Tool use / function calling (structured output)
Tool use asks the model to invoke a typed function instead of writing text. The model returns structured arguments: no markdown stripping, no json.loads. Add strict: true to the tool definition to get API-level guarantees: correct types, all required fields present, no unexpected properties.
The examples below use Anthropic’s SDK. The concept is identical across providers, but the response shape differs: see the provider comparison table at the end of this layer.
import anthropic
client = anthropic.Anthropic()
# strict: True — the API guarantees types and required fields
tools = [
{
"name": "extract_contact",
"description": "Extract contact information from text.",
"strict": True, # API-level schema enforcement
"input_schema": {
"type": "object",
"properties": {
"name": {"type": "string", "description": "Full name"},
"email": {"type": "string", "description": "Email address"},
"phone": {"type": "string", "description": "Phone number including country code"},
},
"required": ["name"],
"additionalProperties": False, # required by strict mode
},
}
]
def extract_contact(text: str) -> dict:
response = client.messages.create(
model="claude-sonnet-4-6",
max_tokens=256,
tools=tools,
tool_choice={"type": "tool", "name": "extract_contact"}, # force this tool
messages=[{"role": "user", "content": text}]
)
# The model's response will be a tool_use block, not text
tool_use = next(b for b in response.content if b.type == "tool_use")
return tool_use.input # already a dict — no json.loads needed
Without strict: True, the model generally conforms to the schema but the API does not guarantee it: you may receive wrong types or missing required fields, and should validate before use.
tool_choice: {"type": "tool", "name": "extract_contact"} forces the model to call that specific tool. Without it, the model may choose to respond in text.

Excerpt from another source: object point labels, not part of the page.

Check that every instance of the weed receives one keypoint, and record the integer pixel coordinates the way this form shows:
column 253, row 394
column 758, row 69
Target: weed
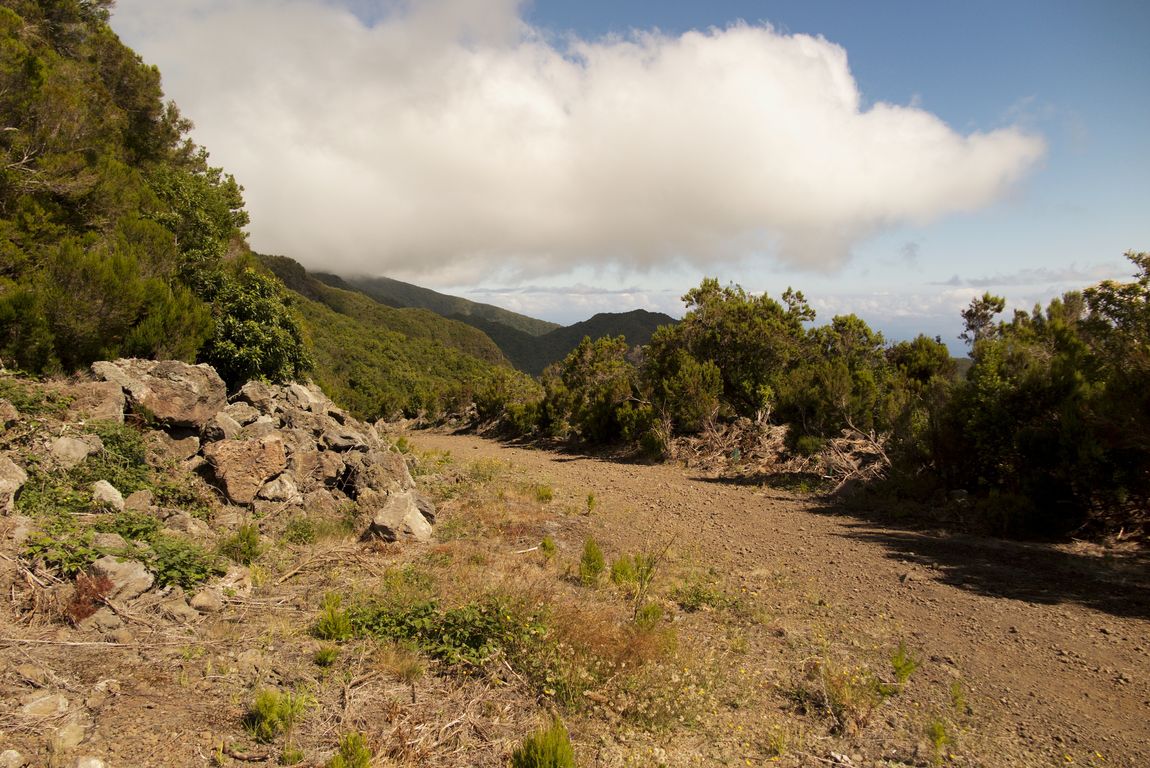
column 243, row 546
column 591, row 565
column 547, row 747
column 176, row 560
column 326, row 655
column 649, row 616
column 938, row 737
column 131, row 525
column 299, row 530
column 87, row 597
column 334, row 623
column 353, row 752
column 547, row 547
column 903, row 663
column 274, row 713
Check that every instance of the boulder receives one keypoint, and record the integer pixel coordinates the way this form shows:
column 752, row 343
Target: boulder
column 242, row 467
column 12, row 480
column 106, row 494
column 98, row 400
column 129, row 577
column 139, row 501
column 398, row 519
column 170, row 448
column 282, row 489
column 70, row 451
column 244, row 413
column 174, row 393
column 222, row 427
column 259, row 396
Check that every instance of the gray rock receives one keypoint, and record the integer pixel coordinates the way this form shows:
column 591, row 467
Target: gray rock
column 242, row 413
column 12, row 480
column 98, row 400
column 171, row 448
column 106, row 494
column 129, row 577
column 259, row 396
column 139, row 500
column 70, row 451
column 45, row 705
column 242, row 467
column 399, row 517
column 344, row 439
column 261, row 427
column 90, row 761
column 426, row 507
column 222, row 427
column 174, row 393
column 282, row 489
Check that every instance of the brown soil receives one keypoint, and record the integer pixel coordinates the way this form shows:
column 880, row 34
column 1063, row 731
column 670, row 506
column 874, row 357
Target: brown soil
column 1047, row 646
column 1051, row 643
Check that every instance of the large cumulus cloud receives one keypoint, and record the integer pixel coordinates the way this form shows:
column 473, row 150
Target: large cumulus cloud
column 449, row 140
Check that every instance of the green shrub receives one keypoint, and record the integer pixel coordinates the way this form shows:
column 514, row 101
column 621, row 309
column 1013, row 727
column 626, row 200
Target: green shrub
column 334, row 623
column 274, row 713
column 592, row 563
column 549, row 747
column 353, row 752
column 176, row 560
column 243, row 546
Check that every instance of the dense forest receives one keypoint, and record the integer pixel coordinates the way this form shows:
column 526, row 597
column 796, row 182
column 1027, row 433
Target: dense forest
column 119, row 238
column 1048, row 432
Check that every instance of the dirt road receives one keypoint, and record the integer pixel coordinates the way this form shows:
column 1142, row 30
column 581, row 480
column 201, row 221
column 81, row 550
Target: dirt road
column 1052, row 644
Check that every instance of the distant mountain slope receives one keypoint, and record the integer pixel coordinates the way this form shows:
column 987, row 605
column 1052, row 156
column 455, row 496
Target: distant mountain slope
column 381, row 361
column 396, row 293
column 636, row 325
column 411, row 322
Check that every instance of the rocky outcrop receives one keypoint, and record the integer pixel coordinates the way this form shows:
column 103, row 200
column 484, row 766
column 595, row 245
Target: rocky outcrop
column 242, row 467
column 171, row 393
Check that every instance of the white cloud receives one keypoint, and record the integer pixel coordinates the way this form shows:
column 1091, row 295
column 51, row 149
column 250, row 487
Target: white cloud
column 451, row 141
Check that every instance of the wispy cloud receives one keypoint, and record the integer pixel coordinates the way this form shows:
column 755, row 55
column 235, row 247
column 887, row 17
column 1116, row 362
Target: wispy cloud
column 450, row 140
column 1042, row 276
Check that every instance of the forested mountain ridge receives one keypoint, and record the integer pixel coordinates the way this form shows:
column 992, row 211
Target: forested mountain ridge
column 117, row 238
column 397, row 293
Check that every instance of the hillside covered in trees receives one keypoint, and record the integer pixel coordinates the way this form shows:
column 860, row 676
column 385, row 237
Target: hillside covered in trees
column 117, row 238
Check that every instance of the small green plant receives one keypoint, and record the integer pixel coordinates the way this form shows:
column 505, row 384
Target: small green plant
column 938, row 737
column 334, row 623
column 353, row 752
column 592, row 563
column 176, row 560
column 300, row 530
column 903, row 663
column 649, row 615
column 274, row 713
column 547, row 747
column 244, row 545
column 326, row 655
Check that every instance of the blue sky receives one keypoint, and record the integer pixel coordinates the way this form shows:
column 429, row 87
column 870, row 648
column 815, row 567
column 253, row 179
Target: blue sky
column 562, row 159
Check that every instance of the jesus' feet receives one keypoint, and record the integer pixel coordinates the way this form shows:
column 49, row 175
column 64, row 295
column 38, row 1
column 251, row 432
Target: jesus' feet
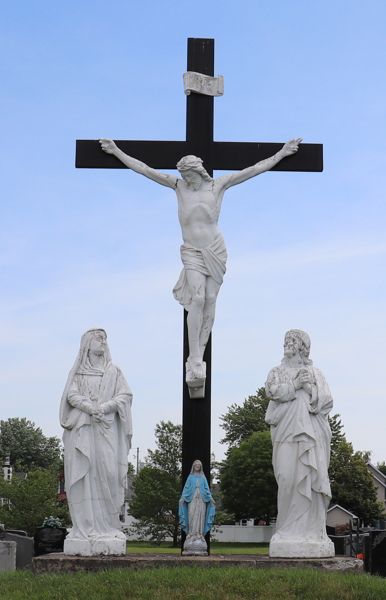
column 196, row 367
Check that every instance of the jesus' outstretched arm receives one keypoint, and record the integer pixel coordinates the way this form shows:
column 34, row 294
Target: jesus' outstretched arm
column 136, row 165
column 227, row 181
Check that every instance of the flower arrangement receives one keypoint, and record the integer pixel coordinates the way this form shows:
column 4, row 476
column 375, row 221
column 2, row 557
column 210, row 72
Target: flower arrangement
column 52, row 522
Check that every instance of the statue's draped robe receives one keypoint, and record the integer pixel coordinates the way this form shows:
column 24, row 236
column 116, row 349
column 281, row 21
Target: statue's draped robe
column 301, row 438
column 210, row 261
column 96, row 453
column 197, row 513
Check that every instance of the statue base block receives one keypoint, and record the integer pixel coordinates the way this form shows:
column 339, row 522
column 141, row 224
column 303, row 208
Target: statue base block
column 301, row 549
column 97, row 547
column 196, row 547
column 196, row 385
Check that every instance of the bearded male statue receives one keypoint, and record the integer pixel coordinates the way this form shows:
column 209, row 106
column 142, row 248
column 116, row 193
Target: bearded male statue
column 203, row 252
column 300, row 401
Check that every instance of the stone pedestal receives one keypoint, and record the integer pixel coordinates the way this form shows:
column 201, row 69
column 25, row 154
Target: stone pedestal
column 7, row 556
column 301, row 549
column 98, row 547
column 197, row 547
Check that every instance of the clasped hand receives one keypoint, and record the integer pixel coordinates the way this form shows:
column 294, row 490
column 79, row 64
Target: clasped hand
column 97, row 414
column 303, row 380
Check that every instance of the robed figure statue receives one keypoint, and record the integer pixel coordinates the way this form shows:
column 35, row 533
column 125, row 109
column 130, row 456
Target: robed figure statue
column 197, row 511
column 300, row 401
column 95, row 413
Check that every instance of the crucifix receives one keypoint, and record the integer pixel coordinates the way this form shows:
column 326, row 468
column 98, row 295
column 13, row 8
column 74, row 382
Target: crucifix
column 203, row 252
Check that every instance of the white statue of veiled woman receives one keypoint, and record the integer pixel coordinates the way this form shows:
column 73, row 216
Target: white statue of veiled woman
column 95, row 413
column 300, row 401
column 197, row 511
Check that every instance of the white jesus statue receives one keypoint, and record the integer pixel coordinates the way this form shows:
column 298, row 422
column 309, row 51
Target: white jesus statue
column 203, row 252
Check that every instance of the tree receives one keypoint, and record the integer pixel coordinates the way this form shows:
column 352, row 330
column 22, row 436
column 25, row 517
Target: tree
column 337, row 432
column 351, row 483
column 240, row 422
column 31, row 499
column 26, row 445
column 157, row 487
column 248, row 484
column 382, row 467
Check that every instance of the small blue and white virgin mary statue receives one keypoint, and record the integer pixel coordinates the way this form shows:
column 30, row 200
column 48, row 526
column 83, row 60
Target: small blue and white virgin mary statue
column 197, row 511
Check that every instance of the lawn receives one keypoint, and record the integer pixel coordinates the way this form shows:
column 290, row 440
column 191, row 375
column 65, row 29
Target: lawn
column 215, row 548
column 184, row 583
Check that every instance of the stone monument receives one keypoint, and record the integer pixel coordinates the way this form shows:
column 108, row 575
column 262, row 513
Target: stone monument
column 197, row 511
column 300, row 401
column 203, row 252
column 95, row 413
column 201, row 87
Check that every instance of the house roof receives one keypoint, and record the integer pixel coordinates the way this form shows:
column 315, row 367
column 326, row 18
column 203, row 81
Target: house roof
column 344, row 510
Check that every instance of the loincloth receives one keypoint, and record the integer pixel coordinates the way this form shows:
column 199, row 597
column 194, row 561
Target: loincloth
column 210, row 261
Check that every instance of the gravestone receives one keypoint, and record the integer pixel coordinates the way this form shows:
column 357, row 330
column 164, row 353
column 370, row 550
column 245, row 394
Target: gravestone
column 24, row 548
column 7, row 556
column 375, row 553
column 49, row 539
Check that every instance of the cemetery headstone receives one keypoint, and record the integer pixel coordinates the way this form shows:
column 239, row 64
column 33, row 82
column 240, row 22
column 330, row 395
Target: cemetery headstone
column 49, row 539
column 7, row 556
column 24, row 548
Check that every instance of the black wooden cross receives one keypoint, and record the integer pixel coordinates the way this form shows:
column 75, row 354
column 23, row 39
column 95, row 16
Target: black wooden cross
column 227, row 156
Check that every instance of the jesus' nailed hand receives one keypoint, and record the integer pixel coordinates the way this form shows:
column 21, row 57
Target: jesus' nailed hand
column 203, row 252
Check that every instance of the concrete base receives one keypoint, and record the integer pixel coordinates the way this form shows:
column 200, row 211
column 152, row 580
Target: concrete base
column 196, row 547
column 301, row 549
column 7, row 556
column 59, row 563
column 98, row 547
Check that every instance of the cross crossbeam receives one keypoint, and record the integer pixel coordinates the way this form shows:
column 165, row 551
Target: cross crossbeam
column 224, row 156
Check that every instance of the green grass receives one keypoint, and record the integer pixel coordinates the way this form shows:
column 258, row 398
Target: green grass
column 184, row 583
column 216, row 548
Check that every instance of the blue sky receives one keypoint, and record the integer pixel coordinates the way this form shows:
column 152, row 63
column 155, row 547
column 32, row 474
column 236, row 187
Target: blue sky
column 87, row 248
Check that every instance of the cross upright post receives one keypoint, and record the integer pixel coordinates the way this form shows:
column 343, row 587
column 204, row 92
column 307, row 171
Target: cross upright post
column 232, row 156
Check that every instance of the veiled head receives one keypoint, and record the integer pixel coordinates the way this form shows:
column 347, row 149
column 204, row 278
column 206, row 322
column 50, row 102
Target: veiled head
column 298, row 341
column 96, row 341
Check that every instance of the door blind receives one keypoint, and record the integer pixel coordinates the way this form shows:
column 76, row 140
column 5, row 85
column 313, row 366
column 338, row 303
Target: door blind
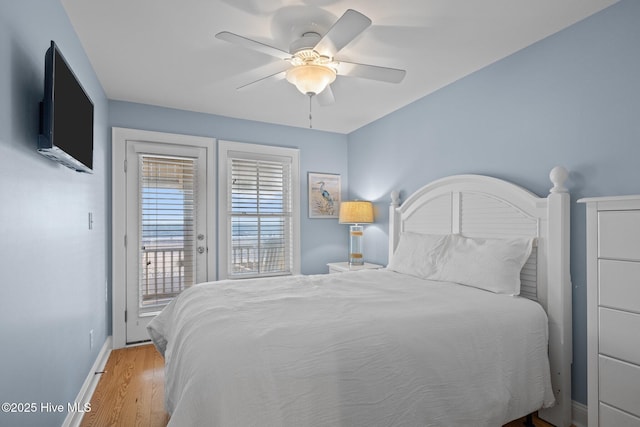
column 167, row 228
column 260, row 217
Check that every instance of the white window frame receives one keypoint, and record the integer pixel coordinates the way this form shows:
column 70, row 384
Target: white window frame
column 225, row 150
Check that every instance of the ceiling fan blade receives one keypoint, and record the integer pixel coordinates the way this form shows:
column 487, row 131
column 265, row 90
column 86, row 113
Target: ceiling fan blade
column 253, row 44
column 372, row 72
column 345, row 29
column 326, row 97
column 275, row 76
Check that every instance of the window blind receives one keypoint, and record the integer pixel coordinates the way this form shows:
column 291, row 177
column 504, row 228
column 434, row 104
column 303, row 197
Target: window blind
column 260, row 217
column 167, row 227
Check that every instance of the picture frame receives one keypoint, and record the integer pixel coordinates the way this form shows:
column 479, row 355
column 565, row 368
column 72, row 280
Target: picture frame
column 324, row 194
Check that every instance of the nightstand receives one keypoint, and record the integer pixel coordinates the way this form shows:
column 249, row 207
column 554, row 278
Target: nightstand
column 341, row 267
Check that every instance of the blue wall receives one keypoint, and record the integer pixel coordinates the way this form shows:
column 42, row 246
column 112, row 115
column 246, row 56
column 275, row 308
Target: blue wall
column 572, row 99
column 322, row 240
column 53, row 269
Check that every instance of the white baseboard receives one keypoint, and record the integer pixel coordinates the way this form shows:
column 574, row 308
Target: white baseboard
column 89, row 386
column 579, row 414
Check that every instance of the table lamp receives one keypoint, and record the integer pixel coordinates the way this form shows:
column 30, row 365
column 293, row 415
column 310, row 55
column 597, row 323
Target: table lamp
column 355, row 213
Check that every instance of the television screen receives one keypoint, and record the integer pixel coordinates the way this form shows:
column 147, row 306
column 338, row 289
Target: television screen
column 66, row 116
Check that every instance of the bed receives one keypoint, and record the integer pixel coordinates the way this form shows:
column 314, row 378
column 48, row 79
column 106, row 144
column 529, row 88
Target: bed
column 399, row 346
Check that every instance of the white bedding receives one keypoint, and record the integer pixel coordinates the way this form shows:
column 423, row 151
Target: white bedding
column 367, row 348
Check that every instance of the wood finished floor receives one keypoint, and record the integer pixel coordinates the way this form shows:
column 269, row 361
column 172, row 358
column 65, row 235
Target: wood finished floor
column 131, row 392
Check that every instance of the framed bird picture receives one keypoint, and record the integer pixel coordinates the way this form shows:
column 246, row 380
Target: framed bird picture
column 324, row 195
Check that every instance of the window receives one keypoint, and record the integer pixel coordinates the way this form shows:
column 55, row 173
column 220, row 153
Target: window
column 167, row 227
column 259, row 200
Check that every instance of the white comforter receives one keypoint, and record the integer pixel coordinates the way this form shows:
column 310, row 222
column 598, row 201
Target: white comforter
column 367, row 348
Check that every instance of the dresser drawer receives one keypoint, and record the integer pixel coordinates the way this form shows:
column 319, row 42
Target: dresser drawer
column 620, row 335
column 619, row 234
column 620, row 385
column 611, row 417
column 619, row 284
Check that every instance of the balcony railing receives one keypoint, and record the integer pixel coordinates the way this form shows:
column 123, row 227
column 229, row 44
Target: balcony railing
column 166, row 272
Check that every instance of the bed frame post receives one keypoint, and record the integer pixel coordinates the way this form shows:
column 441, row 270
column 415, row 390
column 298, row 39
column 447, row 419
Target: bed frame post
column 559, row 302
column 394, row 222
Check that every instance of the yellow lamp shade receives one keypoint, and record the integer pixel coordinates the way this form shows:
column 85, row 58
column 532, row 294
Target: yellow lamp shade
column 356, row 212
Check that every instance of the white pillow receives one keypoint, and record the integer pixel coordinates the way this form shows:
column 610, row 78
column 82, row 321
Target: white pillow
column 490, row 264
column 417, row 254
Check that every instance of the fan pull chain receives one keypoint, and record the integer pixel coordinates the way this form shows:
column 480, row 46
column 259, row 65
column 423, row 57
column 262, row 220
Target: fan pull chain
column 310, row 118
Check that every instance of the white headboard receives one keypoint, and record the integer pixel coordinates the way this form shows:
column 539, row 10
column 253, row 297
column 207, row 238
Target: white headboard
column 482, row 206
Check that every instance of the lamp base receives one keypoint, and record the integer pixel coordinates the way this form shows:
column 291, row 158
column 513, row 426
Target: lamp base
column 355, row 245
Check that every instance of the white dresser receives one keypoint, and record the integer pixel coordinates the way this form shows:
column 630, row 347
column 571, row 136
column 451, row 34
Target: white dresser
column 613, row 310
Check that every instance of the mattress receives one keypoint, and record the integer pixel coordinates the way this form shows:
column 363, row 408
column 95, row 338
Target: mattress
column 366, row 348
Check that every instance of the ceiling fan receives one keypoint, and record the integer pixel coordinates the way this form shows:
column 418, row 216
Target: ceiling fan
column 313, row 66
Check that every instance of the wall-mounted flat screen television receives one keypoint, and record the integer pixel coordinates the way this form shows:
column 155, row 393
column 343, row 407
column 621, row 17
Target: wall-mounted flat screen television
column 66, row 116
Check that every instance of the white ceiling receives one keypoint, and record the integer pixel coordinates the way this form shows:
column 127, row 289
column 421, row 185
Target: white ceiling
column 163, row 52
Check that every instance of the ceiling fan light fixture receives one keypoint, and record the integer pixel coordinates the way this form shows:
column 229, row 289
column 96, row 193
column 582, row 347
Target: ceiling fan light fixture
column 311, row 79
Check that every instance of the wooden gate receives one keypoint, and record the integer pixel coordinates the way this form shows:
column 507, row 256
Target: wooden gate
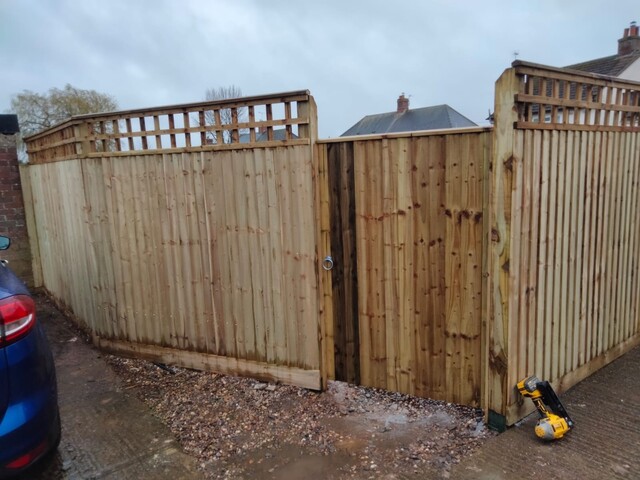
column 405, row 223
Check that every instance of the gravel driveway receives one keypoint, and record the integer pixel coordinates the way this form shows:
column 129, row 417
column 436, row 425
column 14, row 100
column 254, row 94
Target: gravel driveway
column 241, row 428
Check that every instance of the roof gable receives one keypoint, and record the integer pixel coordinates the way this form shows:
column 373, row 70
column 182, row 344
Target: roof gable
column 613, row 65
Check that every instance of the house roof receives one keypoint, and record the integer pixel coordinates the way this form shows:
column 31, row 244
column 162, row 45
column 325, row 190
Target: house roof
column 427, row 118
column 612, row 65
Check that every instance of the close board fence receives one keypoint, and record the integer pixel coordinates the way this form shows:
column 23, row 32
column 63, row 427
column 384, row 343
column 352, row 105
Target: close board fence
column 463, row 260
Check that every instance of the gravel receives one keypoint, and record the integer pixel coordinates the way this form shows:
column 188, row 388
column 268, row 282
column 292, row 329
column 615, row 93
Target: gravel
column 242, row 428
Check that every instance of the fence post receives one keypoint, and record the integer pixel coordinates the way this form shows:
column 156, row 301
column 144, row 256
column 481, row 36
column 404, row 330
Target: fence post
column 498, row 317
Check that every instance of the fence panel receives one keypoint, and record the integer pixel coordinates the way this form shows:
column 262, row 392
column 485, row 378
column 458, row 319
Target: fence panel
column 565, row 252
column 417, row 222
column 205, row 257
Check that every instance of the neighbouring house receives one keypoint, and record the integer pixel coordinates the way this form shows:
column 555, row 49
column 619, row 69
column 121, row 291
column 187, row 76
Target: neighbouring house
column 625, row 64
column 409, row 120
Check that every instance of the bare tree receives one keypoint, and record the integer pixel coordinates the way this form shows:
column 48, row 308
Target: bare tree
column 37, row 111
column 227, row 115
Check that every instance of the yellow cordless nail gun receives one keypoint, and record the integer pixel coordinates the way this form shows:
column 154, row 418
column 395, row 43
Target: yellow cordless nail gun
column 554, row 421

Executing real actions with tool use
Tool use becomes powerful when the tools actually do things. The model decides when and how to call a tool; your code executes it and returns the result:
import anthropic
import json
client = anthropic.Anthropic()
# Tool definitions
tools = [
{
"name": "get_weather",
"description": "Get current weather for a city.",
"input_schema": {
"type": "object",
"properties": {
"city": {"type": "string"},
"country": {"type": "string", "description": "ISO 3166-1 alpha-2 country code"},
},
"required": ["city"],
},
},
{
"name": "get_forecast",
"description": "Get a 5-day weather forecast for a city.",
"input_schema": {
"type": "object",
"properties": {
"city": {"type": "string"},
"days": {"type": "integer", "minimum": 1, "maximum": 5},
},
"required": ["city"],
},
},
]
def run_tool(name: str, inputs: dict) -> str:
"""Execute the tool and return a result string."""
if name == "get_weather":
# Replace with a real weather API call
return json.dumps({"city": inputs["city"], "temp_c": 18, "condition": "partly cloudy"})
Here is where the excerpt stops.